А когда спустишься с Кукушкиной горы, сразу видно, что серое облако дыма только сверху казалось таким застывшим и неподвижным. Внизу шныряют, скачут, клубятся, расползаются тысячи красных змей. Слышно, как там все шипит, трещит и бурлит, словно в огромном котле. Время от времени раздаются тяжелые размеренные удары — это топор новосела валит обгорелую ель. Иногда доносятся короткий звенящий звук, будто задели пальцем струну цитры, — то плуг пахаря подымает новь, рвет цепкие, толщиной в два пальца, корни елей. Под серым пологом снуют черные от копоти согбенные фигурки людей. Это их сила заставила плясать красных змей и превратила эту раскинувшуюся на три версты в длину и почти на столько же в ширину, покрытую кустарником и пнями вырубку в красивое ровное поле.
По ту сторону, прямо напротив Кукушкиной горы, вдоль опушки тянется полоса еще в прошлом году выжженной и засеянной вырубки. Иссиня-зеленая, едва начавшая колоситься рожь почти совсем скрыла разлапистые пни. Вокруг корневищ крупная переспевшая земляника, будто красным гарусом вышитая. Но маленькие согбенные фигурки в тревоге бродят вдоль ржи: не перебросило бы ветром огонь с новой вырубки.
На опушке, поодаль друг от друга, — какие-то странные избы. Не сразу догадаешься, из чего они построены. В дело пошло все, что нашлось на вырубке: десятки лет пролежавшие в болоте коряги, оставленный под снегом лесорубами хворост, ветвистые верхушки елок, ольховые прутья, глина и мергель. Сами носили, сами строили.

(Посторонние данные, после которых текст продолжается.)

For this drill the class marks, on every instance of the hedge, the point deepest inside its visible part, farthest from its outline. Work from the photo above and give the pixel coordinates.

Небольшие оконца о четырех стеклах. Две избушки с трубами, остальные обходятся так. Возле каждой — небольшой загон для скотины. Перед одной избушкой красуется даже большой куст георгин, с пышными темно-красными цветами…
Оттуда, огибая ржаное поле, идет девушка в сером поношенном платье, в лаптях, в цветистом красном платочке, на плече у нее закопченные грабли. Девушка идет охранять свое поле от огня соседней вырубки. Все утро пламя шныряло возле их ржи, словно подкарауливая. Ветер как раз с той стороны, хорошо еще, что не сильный.
Девушка становится на пенек и сдвигает платок на затылок. Темные пряди волос выбиваются из-под платка и падают на загоревшее от солнца и жара лицо, на искрящиеся темные глаза. Она сердито откидывает волосы загрубелой рукой и бросает взгляд куда-то за ржаное поле. Вовремя поспела — дым уже на краю поля.
Она соскакивает с пня и бежит через узкую полоску ржи. С шипением катятся ей навстречу клубы огня. Вот они уже в десяти шагах от поля. Девушка спешит им навстречу, бьет хребтом грабель, вырывает на пути огня мох и сухую траву, чтобы лишить его пищи.
Из большого огненного вала вырываются все новые и новые языки, тянутся вперед и жадно лижут мох, сухую траву и мелкие хворостинки. В девушке все сильнее закипают гнев и злость. Глаза почти совсем зажмурены и слезятся от едкого дыма. Лицо побагровело от жары и напряжения. Но сильные руки стиснули грабли и с невероятной быстротой поднимают их. Однако понемногу ей приходится отступать перед сильным, неумолимым врагом. Темно-зеленые сочные стебли, как в предчувствии надвигающейся беды, клонятся и стараются спрятать нежную бахрому еще редких цветов.
— Мартынь! — громко кричит девушка и, остановившись, прислушивается. Откуда-то издалека, из мглы, доносятся сильные удары топора. — Мартынь! — кричит она еще громче и, повернувшись, начинает кашлять. Тревожно оглядывается. В прищуренных глазах ее мелькает отчаяние. Еще несколько шагов, и красные языки начнут лизать землю у самых корней ржи, зеленые стебли станут бессильно валиться друг на друга.